自分を愛するという行為は、その人自身を輝かせる効能が有るのでございます。そしてその輝きは、その人の挙動のみならず、製作物などへも伝搬していきます。料理人や職人さんが自分の仕事に愛情を込めるとき、その大前提として「自分を愛する」という下地があるのでございます。
でも、自愛も度を超すと、「功利主義」や「自己主義」に走ってしまう。そう、今のアメリカ。今、アメリカは、必死で自分の国を愛そうとしている。そこには「他の国の利益を損なってでも」という前書きが付いてしまっている。どうしてそうなるかというと、「他愛」がないから。「たあいない」の他愛でございます。
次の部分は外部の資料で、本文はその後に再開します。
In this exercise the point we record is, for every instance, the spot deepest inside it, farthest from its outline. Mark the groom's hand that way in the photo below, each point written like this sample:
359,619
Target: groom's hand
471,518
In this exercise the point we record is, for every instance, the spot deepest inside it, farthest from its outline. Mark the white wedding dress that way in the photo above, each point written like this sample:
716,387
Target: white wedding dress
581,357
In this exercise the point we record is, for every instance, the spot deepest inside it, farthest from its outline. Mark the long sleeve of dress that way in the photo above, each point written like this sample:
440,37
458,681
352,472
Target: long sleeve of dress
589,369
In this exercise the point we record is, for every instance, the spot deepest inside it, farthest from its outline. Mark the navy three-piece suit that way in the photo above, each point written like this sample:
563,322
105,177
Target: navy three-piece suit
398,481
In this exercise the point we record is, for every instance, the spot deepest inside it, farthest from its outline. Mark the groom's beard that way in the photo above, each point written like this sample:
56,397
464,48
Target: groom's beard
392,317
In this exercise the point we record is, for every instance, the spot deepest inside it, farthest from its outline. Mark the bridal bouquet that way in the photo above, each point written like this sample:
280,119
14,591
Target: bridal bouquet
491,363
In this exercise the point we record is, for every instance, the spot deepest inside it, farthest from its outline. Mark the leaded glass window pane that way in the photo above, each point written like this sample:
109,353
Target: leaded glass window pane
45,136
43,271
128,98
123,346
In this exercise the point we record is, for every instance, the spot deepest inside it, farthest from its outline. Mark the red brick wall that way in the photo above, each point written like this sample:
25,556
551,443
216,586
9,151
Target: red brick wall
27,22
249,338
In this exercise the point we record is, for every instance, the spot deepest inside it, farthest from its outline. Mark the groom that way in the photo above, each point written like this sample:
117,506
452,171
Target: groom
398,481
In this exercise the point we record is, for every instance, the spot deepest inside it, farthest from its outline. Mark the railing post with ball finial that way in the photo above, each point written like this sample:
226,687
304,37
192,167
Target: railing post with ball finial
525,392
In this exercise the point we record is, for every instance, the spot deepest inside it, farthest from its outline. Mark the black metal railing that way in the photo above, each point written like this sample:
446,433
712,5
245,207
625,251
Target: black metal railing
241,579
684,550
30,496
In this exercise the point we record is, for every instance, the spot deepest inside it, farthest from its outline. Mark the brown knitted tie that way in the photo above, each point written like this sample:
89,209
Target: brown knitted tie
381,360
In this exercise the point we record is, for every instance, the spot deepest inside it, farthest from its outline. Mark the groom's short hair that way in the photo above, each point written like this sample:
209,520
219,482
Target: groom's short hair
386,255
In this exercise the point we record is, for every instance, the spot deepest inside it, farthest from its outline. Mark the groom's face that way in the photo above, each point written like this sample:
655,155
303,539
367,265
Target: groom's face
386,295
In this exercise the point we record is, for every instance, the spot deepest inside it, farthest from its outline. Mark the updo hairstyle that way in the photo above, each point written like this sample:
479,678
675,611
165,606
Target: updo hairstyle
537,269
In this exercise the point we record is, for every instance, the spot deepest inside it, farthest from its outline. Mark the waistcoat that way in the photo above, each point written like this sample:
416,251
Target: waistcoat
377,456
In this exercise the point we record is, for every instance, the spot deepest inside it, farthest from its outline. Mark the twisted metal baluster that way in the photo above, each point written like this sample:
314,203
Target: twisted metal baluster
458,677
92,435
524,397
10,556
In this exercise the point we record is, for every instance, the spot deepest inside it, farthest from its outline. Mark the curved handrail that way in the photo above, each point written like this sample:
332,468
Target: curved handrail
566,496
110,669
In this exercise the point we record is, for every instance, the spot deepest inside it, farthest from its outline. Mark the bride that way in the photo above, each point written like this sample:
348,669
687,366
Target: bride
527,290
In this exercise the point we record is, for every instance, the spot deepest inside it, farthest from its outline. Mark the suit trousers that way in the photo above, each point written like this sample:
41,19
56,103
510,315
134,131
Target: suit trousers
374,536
他愛とは自己犠牲の精神。キリスト教の大原則でございます。キリスト教徒の多いアメリカでこの「他愛」が影を潜めているのは、矛盾と言えば矛盾。精神的な豊かさよりも、経済的な豊かさへの渇望が勝っているということでしょう。
「自愛」の反対語は「他愛」と思いそうですが、実は違う。自愛の反対語は「自愛できない」でございます。冒頭で、自愛の精神が自分の製作物にも伝搬すると申しました。その製作物には「他人」も含まれるのでございます。そう、自愛と他愛は表裏一体。同じ事を表と裏から見ているに過ぎないのでございます。自分を愛するという行為がそのまま、他人を愛する行為につながるのでございます。
と、いうことは、自愛できないと他愛も出来ないということ。自愛できないのに他愛が出来るというのは、これはまやかしの愛情。詐欺師の愛情でございます。自愛しているけど他愛はできないというのは、自己主義。やはり、まやかしの愛情。自分を愛している"つもり"になっているだけでございます。